In contrast to Paul's essay, Gal Beckerman wrote in The Atlantic in December 2022: "Feuchtwanger himself doesn't seem to be offering a template for how democracy dies. If anything, in his novel, templates shatter easily and quickly. For all the lessons he is trying to impart in 1933, there is no clearer answer about when exactly it’s time to go, when holding on to dignity becomes self-indulgent and dangerous. What remains instead is a deep sense of that rumbling "elemental force," and the impossible choices should you find yourself stuck in its path."

== Style and themes ==

In the essay published in The New York Times, Cohen notes that the style of the novel differs with "quick-cuts and montage sequences". He also writes that one of the central themes of the novel is built around the phrase "It is upon us to begin the work. It is not upon us to complete it", derived by Feuchtwanger from "It is not your duty to finish the work, but neither are you free to neglect it", a phrase, attributed to Tarfon in Talmud. He also thinks that the novel "raises salient questions about the relationship between art and politics", as Feuchtwanger while writing the novel followed "the socialist-realist principle", according to which art can "have a message" and participate in political life, and that Feuchtwanger "expected his work not just to be something, but to do something", unlike many other German-language writers and writers of the United States, where this principle was dismissed.
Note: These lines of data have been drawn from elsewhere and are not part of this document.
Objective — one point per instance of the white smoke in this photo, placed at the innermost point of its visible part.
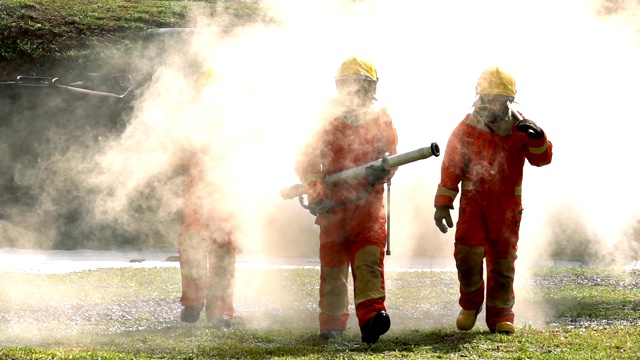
(575, 73)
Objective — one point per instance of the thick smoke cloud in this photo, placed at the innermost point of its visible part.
(575, 66)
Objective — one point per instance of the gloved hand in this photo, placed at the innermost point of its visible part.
(443, 213)
(376, 173)
(530, 128)
(319, 206)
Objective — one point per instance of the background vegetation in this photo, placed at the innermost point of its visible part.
(65, 37)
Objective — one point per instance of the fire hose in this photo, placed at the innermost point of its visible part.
(387, 162)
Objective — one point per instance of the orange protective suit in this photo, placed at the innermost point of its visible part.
(353, 233)
(206, 244)
(489, 168)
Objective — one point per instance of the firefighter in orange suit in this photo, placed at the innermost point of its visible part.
(484, 161)
(206, 244)
(351, 215)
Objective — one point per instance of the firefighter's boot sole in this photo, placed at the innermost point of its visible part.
(330, 334)
(466, 319)
(378, 325)
(190, 314)
(505, 328)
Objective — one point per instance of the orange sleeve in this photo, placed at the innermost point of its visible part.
(452, 169)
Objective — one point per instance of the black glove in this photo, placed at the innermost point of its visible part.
(530, 128)
(443, 214)
(376, 173)
(320, 206)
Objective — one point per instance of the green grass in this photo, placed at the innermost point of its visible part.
(60, 37)
(570, 313)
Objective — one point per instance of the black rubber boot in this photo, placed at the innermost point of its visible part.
(191, 314)
(375, 327)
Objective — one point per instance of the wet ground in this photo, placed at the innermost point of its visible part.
(36, 308)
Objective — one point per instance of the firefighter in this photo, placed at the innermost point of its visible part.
(207, 245)
(484, 161)
(355, 130)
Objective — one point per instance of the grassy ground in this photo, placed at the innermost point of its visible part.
(64, 37)
(569, 313)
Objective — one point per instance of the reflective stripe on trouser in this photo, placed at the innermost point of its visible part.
(207, 268)
(357, 241)
(491, 232)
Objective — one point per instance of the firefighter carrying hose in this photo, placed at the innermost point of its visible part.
(485, 155)
(207, 245)
(351, 214)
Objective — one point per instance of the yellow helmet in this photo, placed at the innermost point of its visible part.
(354, 68)
(205, 77)
(495, 81)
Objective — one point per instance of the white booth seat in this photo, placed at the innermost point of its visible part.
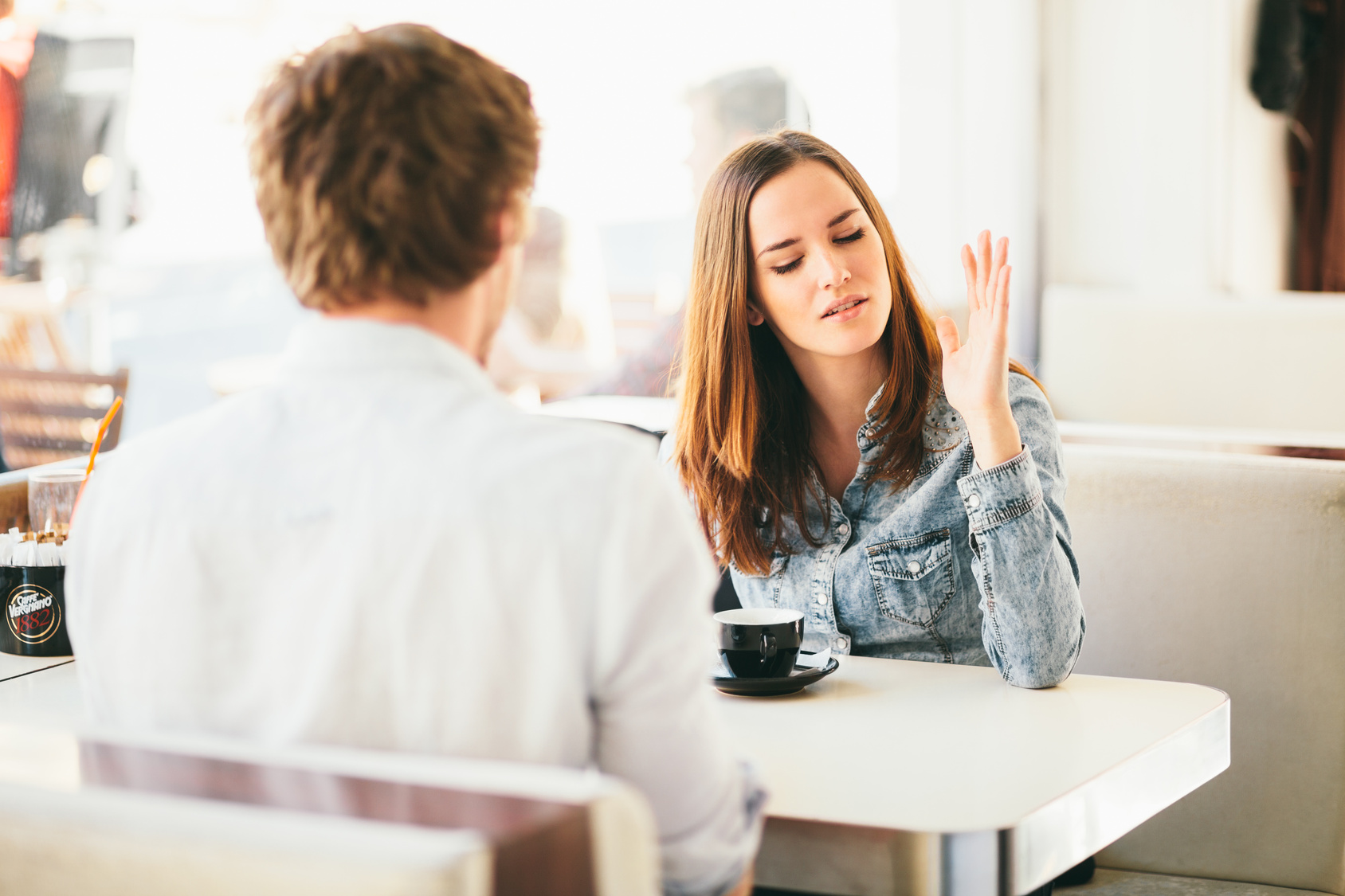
(1227, 571)
(101, 816)
(1181, 361)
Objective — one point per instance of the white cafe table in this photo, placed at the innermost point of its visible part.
(893, 777)
(15, 666)
(901, 778)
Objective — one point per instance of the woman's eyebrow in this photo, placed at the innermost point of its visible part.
(784, 244)
(779, 245)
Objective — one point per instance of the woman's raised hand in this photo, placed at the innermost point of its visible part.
(975, 376)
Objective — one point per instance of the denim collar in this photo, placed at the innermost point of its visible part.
(943, 429)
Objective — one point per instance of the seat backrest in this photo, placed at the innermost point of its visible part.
(109, 816)
(53, 415)
(119, 843)
(1227, 571)
(1182, 361)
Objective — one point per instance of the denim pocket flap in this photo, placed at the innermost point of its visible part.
(911, 558)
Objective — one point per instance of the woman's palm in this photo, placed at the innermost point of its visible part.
(975, 374)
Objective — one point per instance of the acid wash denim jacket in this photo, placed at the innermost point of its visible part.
(963, 565)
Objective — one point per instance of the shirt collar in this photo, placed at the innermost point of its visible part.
(340, 345)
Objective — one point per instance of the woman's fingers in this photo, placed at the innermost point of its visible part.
(1000, 311)
(969, 269)
(983, 265)
(947, 331)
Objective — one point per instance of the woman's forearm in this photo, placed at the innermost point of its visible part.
(994, 436)
(1029, 591)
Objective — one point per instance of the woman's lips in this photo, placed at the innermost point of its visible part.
(848, 310)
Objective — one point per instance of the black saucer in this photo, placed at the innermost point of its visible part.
(776, 687)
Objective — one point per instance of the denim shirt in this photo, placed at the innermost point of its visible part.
(963, 565)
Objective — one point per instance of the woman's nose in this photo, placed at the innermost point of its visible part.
(832, 273)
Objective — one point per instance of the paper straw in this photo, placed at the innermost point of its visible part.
(103, 431)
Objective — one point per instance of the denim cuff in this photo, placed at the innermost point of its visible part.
(1000, 494)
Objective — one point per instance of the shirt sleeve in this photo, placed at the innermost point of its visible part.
(657, 720)
(1033, 620)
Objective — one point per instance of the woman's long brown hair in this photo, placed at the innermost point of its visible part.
(744, 435)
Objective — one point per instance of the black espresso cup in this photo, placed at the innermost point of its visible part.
(760, 644)
(34, 601)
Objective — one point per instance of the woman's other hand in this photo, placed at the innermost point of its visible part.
(975, 376)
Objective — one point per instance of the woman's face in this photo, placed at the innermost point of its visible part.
(819, 273)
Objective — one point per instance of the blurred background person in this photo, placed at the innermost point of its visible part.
(725, 113)
(559, 333)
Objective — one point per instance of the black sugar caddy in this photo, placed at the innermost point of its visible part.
(34, 603)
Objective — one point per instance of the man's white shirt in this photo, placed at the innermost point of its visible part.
(379, 550)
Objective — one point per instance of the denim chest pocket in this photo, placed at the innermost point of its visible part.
(913, 577)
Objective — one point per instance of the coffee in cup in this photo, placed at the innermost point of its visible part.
(760, 644)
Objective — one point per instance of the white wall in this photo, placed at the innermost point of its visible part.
(1161, 173)
(969, 147)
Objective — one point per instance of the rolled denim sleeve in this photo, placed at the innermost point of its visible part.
(1033, 620)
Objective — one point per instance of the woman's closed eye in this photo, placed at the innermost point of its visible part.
(794, 265)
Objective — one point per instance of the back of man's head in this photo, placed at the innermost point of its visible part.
(383, 160)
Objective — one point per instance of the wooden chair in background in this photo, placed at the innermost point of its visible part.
(53, 415)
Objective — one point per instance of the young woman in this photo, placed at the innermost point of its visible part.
(850, 459)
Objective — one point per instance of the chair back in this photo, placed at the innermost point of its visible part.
(107, 817)
(1227, 571)
(1181, 361)
(54, 415)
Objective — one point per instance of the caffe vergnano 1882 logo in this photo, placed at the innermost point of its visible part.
(33, 614)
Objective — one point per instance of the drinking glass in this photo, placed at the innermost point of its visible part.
(51, 498)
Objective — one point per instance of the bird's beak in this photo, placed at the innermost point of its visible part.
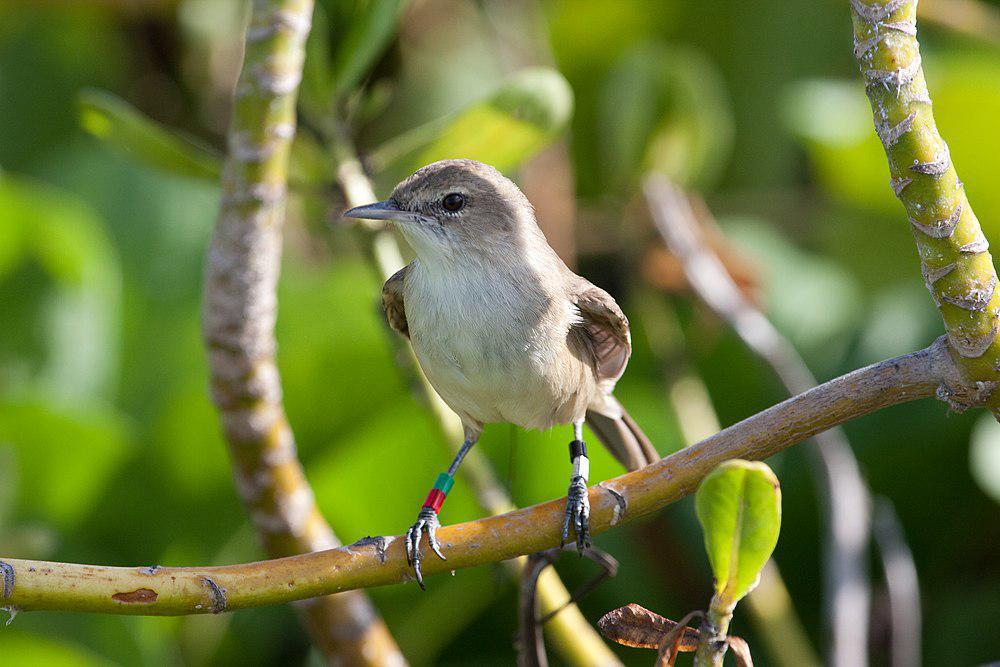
(380, 210)
(384, 210)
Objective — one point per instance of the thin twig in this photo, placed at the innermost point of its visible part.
(36, 585)
(240, 305)
(846, 495)
(530, 647)
(902, 585)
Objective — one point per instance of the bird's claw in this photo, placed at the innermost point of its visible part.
(577, 514)
(427, 521)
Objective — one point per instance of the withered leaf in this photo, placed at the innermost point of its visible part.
(636, 626)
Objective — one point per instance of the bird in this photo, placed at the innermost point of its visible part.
(503, 330)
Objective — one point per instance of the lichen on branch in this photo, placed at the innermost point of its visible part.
(954, 258)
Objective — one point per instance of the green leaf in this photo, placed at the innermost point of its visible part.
(27, 650)
(81, 309)
(518, 120)
(984, 456)
(364, 43)
(739, 508)
(664, 109)
(66, 457)
(117, 122)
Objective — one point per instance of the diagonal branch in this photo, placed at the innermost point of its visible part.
(847, 499)
(34, 585)
(240, 306)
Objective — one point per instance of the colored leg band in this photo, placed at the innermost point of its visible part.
(435, 499)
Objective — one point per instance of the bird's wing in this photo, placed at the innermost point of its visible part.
(392, 301)
(603, 333)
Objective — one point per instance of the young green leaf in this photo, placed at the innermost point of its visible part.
(503, 130)
(739, 508)
(117, 122)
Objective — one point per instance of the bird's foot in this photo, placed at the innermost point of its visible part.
(428, 522)
(578, 513)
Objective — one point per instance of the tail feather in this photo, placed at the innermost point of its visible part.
(622, 436)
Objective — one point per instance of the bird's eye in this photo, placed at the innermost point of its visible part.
(453, 202)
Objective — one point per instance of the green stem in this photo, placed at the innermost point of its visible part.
(954, 259)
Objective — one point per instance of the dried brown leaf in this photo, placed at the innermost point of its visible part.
(636, 626)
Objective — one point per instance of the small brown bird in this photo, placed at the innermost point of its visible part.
(501, 327)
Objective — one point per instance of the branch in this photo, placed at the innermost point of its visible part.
(770, 605)
(954, 256)
(847, 499)
(35, 585)
(240, 306)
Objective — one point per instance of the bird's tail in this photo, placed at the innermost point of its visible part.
(619, 433)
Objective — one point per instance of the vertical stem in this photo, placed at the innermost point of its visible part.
(954, 258)
(240, 307)
(712, 640)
Beckerman in his essay defines the central conflict of the novel as the conflict of dignity of an individual and the external "common sense". In his opinion, this conflict is represented in the fates of Martin and Berthold.
== English translation ==
The novel was first translated into English by James Cleugh in 1933 as The Oppermanns. In 2020, the translation was revised by Persephone Books.

== Adaptations ==
In 1938, a film adaptation under the title The Oppenheim Family was made by the Soviet film director Grigori Roshal. It was released in May 1939 in the United States.

In 1983, the novel was turned into a TV film by the West German film director Egon Monk.